Generalization is a technique for extracting the common properties of two inputs while abstracting away their differences. This technique can be applied to different kinds of inputs, and in the course of our research, graphs are inputs that we are interested in. The graph generalization technique remains underexplored, primarily due to challenges like cyclic dependencies and semantic differences. Existing approaches often overlook structural and semantic similarities, leading to incomplete analyses. This research aimed to address these limitations by proposing a novel algorithm and formal model capable of preserving common graph-based information while abstracting differences as variables. Through applications in software engineering, the effectiveness of the proposed approach was evaluated in terms of information preservation, execution scalability, and precision in identifying important changes during software updates.

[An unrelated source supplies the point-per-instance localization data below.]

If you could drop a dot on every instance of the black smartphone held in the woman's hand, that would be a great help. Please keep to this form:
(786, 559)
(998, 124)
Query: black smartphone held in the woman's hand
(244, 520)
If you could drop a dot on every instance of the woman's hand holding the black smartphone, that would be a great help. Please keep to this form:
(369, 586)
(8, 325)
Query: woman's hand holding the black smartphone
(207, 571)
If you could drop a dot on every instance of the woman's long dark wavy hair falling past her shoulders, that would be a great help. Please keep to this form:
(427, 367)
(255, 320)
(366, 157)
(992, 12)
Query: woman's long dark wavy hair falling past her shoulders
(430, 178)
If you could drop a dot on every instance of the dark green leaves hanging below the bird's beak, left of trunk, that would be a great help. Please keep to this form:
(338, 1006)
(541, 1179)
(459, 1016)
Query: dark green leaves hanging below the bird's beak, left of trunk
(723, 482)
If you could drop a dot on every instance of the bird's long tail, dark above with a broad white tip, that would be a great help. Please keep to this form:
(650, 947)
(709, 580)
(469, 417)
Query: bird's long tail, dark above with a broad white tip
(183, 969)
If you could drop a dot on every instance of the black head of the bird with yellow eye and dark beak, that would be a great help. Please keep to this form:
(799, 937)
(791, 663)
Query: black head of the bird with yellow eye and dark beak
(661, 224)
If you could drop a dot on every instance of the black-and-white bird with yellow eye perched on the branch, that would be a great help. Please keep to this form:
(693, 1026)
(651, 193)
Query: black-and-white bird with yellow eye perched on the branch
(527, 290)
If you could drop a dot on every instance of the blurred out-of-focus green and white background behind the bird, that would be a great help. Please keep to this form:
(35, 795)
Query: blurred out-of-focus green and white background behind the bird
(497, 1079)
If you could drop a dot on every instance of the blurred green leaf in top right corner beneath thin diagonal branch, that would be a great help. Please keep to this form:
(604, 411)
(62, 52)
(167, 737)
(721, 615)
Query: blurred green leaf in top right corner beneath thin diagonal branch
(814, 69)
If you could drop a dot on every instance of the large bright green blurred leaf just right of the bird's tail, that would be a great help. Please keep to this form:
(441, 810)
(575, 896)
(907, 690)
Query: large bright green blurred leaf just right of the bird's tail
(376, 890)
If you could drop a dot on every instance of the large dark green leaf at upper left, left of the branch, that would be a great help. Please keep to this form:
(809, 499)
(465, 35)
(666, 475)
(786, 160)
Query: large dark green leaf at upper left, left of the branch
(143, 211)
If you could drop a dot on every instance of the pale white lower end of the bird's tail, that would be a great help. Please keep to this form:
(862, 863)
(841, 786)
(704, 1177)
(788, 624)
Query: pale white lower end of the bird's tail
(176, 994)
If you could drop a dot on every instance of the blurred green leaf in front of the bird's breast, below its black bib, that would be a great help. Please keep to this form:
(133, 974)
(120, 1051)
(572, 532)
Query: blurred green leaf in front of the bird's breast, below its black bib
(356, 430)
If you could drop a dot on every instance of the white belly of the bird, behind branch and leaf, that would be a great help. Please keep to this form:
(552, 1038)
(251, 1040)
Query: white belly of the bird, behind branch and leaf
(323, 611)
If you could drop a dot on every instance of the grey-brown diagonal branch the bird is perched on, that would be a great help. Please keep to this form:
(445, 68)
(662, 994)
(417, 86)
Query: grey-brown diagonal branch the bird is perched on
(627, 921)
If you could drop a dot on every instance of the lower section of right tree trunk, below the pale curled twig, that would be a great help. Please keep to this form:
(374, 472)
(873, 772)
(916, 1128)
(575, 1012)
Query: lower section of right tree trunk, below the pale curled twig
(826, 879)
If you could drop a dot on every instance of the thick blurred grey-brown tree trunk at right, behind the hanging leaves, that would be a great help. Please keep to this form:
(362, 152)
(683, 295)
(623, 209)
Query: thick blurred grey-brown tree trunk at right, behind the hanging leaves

We developed the Multiple Vertex and Edge Variables model that utilizes two different structural variables - vertex variables and edge variables - to abstract away differences in input graphs. Vertex variables represent subgraphs specific to each input and edge variables are used to capture differences in edge directions and connections. For more details about this model, please refer to Section 4.3 in the thesis.
The graph generalization algorithm based on the Multiple Vertex and Edge Variables model is presented here. This algorithm aims to find a generalized multivariable graph given two input graphs, capturing common vertices and edges while utilizing vertex and edge variables to represent differences.
The image below presents a simplified class diagram highlighting the key components of the implementation, including classes responsible for managing graphs, vertex and edge variables, and the structural matching algorithm used in the preprocessing stage.
A comprehensive test suite is developed using the JUnit library ensures the reliability and correctness of the algorithm. Various test cases cover a wide range of input scenarios, assessing its behavior across different graph structures and ensuring robustness.